Mortgage demand is down and delinquencies and foreclosures are up, but just as the housing market bust is more of a soft landing, major financial institutions and most households aren't likely to crumble under the weight of risky loans.
While the number of riskier loans has risen in the past few years, lenders still hold more traditional mortgages than subprime and "non-traditional" mortgages.
Among the smaller fraction of buyers who use subprime mortgages and the larger fraction that use "non-traditional" home loans, those who also purchased homes at a time when prices peaked in their market are most at risk for an individual bust.
Most homeowners, however, should weather even a nasty housing market storm.
The Federal Reserve's July 2006 Senior Loan Officer Opinion Survey on Bank Lending Practices, defines subprime mortgages as loans made to borrowers with weakened credit histories stemming from payment delinquencies, charge-offs, judgments, or bankruptcies; loans made to borrowers with reduced repayment capacity as measured by credit scores or debt-to-income ratios; and loans to borrowers with incomplete credit histories.
The Feds consider as non-traditional mortgages, adjustable rate mortgages (ARMs) with multiple payment options; interest-only mortgages; mortgages with limited income verification; and mortgages secured by non-owner-occupied properties, among others.
Of the thirty domestic banks with subprime residential mortgages on the books, the Feds found:
- At three out of four banks, subprime mortgages accounted for less than 5 percent of their residential mortgages. One out of five said subprime loans accounted for 5 to 15 percent of their mortgage portfolio.
The remainder said the subprime share was more than 20 percent.
- Most, 83 percent, said the quality of their subprime residential real estate portfolios -- as measured by delinquencies and charge-offs -- remained unchanged or actually improved over the past year. Only about 17 percent said the quality had deteriorated somewhat.
- Two out of three lenders expect subprime loan quality to stabilize over the next 12 months with the remainder expecting the quality to deteriorate.
Greater risk may be afoot in the larger non-traditional prime loan category. When the Feds asked 48 domestic banks, the Feds found more substantial holdings in this category.
- About 45 percent of the banks reported a non-traditional loan share of less than 5 percent; 20 percent of the banks reported the share was between 5 and 15 percent and seven lenders said non-traditional mortgage products accounted for more than 30 percent of their home loans.
- Nearly 30 percent of banks indicated expectations that the quality of the non-traditional residential mortgage products currently on their books will deteriorate somewhat over the next twelve months.

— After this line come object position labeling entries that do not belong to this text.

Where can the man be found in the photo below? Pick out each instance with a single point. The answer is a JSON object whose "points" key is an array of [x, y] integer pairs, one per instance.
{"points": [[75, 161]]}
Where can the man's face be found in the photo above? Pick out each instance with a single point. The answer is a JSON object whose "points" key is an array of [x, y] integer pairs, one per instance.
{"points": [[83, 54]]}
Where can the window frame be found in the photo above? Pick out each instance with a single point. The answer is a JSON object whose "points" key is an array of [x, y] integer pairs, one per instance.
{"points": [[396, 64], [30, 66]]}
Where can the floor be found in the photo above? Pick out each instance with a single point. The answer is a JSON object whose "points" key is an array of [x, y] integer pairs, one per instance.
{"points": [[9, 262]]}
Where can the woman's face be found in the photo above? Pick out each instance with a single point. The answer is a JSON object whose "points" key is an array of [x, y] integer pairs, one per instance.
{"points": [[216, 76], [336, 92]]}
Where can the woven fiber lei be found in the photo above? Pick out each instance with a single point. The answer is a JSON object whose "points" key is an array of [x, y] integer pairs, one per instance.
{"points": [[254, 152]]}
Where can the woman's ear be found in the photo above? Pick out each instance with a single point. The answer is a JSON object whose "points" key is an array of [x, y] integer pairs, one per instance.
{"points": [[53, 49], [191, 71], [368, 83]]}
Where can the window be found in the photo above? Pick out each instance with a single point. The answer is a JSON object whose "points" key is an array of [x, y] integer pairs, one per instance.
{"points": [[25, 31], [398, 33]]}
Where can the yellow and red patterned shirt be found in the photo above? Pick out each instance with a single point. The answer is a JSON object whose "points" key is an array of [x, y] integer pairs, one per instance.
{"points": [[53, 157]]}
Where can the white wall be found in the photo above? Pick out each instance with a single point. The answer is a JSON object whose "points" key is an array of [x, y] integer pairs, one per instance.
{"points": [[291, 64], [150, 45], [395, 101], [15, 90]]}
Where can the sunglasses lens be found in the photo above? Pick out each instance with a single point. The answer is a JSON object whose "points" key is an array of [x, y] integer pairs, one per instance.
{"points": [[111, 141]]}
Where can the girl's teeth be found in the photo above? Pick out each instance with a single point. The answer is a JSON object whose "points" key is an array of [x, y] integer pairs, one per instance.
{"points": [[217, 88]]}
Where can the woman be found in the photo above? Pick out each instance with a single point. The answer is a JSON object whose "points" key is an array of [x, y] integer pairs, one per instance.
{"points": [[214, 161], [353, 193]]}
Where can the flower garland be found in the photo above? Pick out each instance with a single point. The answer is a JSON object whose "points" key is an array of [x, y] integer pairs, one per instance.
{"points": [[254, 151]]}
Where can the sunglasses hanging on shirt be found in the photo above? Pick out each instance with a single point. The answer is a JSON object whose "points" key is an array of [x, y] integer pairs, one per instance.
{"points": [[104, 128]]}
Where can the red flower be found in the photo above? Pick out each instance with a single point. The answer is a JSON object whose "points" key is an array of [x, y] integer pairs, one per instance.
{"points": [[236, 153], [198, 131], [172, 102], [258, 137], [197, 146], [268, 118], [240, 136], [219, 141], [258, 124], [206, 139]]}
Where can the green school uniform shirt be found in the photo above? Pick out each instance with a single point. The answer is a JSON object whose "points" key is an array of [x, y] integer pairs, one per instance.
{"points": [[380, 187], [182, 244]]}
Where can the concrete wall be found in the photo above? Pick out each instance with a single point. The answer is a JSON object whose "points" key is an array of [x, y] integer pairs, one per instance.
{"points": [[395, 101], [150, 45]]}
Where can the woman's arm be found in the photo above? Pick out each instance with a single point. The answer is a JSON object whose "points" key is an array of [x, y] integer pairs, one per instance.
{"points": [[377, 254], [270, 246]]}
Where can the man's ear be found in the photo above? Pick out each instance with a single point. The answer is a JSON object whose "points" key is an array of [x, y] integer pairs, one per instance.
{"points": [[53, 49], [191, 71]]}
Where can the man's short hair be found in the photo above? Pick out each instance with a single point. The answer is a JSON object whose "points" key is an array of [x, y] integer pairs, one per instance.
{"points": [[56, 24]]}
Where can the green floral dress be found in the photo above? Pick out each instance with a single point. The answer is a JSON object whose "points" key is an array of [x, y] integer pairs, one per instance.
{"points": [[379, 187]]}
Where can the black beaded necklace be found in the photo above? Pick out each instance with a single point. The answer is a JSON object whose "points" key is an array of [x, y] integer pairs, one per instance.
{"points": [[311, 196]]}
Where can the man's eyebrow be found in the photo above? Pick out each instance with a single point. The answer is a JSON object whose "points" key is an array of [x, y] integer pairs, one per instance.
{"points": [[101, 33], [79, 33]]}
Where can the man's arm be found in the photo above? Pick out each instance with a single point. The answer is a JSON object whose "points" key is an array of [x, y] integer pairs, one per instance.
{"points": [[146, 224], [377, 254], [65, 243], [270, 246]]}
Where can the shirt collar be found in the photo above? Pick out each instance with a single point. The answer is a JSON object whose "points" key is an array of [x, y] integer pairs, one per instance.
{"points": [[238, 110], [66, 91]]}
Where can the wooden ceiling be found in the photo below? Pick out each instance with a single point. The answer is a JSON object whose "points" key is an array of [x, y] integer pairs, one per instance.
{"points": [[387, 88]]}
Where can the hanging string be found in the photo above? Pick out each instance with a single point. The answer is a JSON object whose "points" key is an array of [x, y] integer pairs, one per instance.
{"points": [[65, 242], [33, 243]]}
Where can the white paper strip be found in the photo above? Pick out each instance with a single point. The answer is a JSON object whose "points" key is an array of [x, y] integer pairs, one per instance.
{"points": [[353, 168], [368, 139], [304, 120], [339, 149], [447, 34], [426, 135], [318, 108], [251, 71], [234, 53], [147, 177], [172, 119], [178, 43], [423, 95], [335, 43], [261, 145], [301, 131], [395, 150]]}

These banks accounted for more than 50 percent of all residential mortgages on the books of respondents at the end of the first quarter.
This July survey also included a special question about the demand for investment property financing.
- Thirty percent of the banks indicated that demand for these loans have weakened, 20 percent said demand was stronger and about 50 percent said demand remained the same over the past year.